Unfortunately, in Brazil, oral care is not the only problem for social inclusion. After meeting these patients, it was clear that they needed much more. What I could do was to offer a Dentist Assistant professional course and help them to get a job, and provide them with opportunity.
What makes Dentista do Bem unique among other organizations in Brazil?
Dentista do Bem is unique because of its simple and easily replicable format. Our dentists volunteer care in their own offices and we manage to constantly grow using this network. There are 220,000 dentists in Brazil, representing 12% of dentists in the world--there is a big potential to replicate further.
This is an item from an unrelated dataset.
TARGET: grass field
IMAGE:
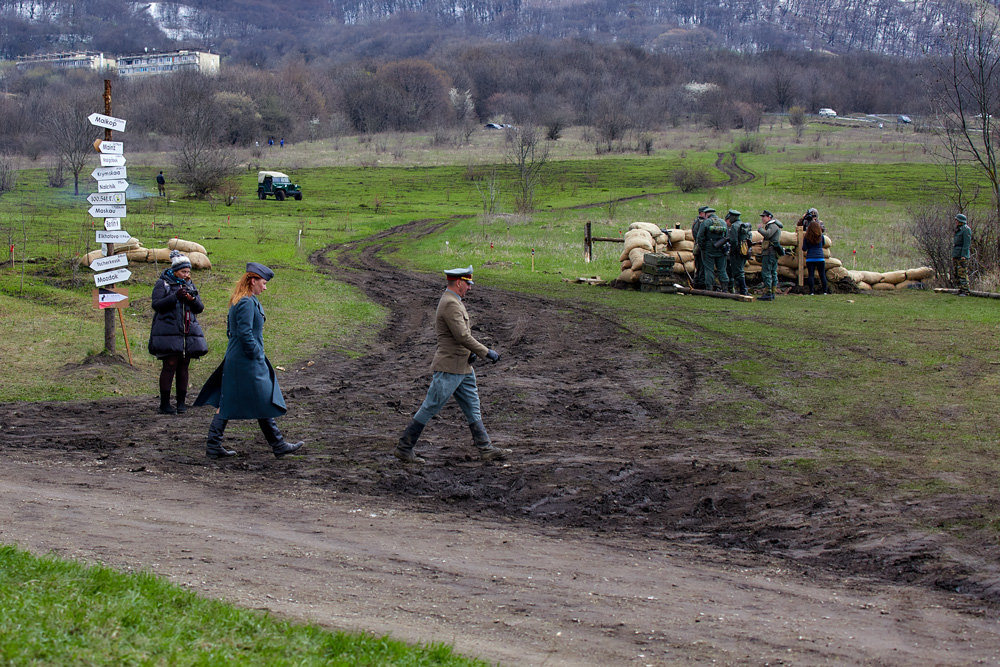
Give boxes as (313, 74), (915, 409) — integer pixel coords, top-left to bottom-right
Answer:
(0, 121), (1000, 664)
Dentista do Bem has been replicated internationally as well.
How can the private sector support initiatives like yours?
Companies are starting to prioritize projects of social responsibility and becoming aware of their role in society. The fastest and more direct way to support us is to be a donor or a project sponsor. The longest way is to help society develop. We seek to inspire companies to have responsible behaviors, for example, to influence the production of low cost products to promote oral health.
Could you name other initiatives you think have a very positive impact on healthcare/and social inclusion/ worldwide and in Brazil?
I would highlight Vera Cordeiro´s project Saúde Criança (Child Health Project), Saúde e Alegria (Health and Happiness Project) coordinated by Eugenio Scannavino, and GRAAC (Support Group for Children and Adolescents with cancer).